Politics in a pandemic is important because it comes with the promise of determining government’s responses to all problems including Covid-19 itself
On June 7, Amit Shah, the former president of the ruling Bharatiya Janata Party (BJP) and the home minister of India, addressed a virtual rally in the eastern state of Bihar. While the scene looked like a real rally, there were no physical crowds that Shah was addressing. Instead his address was streamed live on Youtube, Facebook, and Twitter attracting tens of thousands of live views. Despite BJP’s denials about the rally being connected to the upcoming State Assembly election in Bihar, this is exactly how it was viewed by the opposition and political observers. He held two more virtual rallies in Odisha and West Bengal over the next two days. The BJP’s holding of virtual rallies has started a new trend in the time of Covid-19, wherein large gatherings carry the risk of the spread of the deadly Covid-19.
The main rival of the BJP and its ally Nitish Kumar’s Janata Dal United (JDU) in Bihar, the Lalu Prasad Yadav-fame Rashtra Janata Dal (RJD) staged a Thaali Bajao (plate banging) protest against the rally on the same day just before the BJP’s virtual rally. Social distancing was observed in the RJD’s Thaali Bajao rally amid a ruckus of banging utensils. On the occasion, Tejashwi Yadav, the son of Lalu Prasad Yadav, called electioneering amid the Covid-19 “political vulturism.” He said rather than “helping the poor, needy and migrants, the [BJP] want[ed] to win elections even at the cost of human lives.”
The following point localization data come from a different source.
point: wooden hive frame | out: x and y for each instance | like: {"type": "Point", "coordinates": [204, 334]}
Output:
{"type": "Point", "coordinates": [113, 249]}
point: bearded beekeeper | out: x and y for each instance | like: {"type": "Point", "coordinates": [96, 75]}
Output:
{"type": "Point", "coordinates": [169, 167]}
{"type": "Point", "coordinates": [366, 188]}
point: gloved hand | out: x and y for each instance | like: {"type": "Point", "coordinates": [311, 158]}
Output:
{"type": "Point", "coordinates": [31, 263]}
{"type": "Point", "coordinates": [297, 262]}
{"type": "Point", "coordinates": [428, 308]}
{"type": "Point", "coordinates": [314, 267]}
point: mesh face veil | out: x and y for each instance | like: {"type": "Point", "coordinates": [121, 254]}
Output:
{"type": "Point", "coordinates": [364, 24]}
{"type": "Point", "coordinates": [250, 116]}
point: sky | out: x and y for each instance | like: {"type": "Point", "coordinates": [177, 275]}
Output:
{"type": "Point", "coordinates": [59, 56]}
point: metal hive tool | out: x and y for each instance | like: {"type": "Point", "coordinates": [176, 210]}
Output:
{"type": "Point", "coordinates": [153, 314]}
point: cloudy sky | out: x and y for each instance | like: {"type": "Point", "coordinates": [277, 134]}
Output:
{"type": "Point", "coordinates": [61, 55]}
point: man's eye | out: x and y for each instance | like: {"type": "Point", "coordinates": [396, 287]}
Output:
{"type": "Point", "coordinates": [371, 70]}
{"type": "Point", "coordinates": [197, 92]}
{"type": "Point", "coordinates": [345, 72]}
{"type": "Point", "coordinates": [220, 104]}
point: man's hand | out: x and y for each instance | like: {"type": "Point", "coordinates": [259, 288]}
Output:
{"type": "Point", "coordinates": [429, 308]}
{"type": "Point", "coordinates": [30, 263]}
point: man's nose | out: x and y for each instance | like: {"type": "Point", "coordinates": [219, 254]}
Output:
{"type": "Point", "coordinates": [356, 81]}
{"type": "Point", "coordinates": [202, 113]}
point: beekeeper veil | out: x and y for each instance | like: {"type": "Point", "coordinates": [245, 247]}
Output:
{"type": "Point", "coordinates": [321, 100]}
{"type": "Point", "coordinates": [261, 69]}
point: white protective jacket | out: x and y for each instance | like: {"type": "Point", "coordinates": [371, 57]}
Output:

Notwithstanding the political compulsions or differences of these political parties, this raises a fundamental philosophical question about electoral representation pitting human liberty in a binary against human security. The question is whether Covid-19 should put a stop to political activities, especially in developing countries where the situation of human and economic development is different from the developed countries with upcoming elections like, for instance, the United States. If yes, how long can one wait until political participation through representation can resume? What is more undemocratic: holding virtual political rallies and introducing online voting or postponing the election altogether until the situation improves? How long will it take for the situation to improve?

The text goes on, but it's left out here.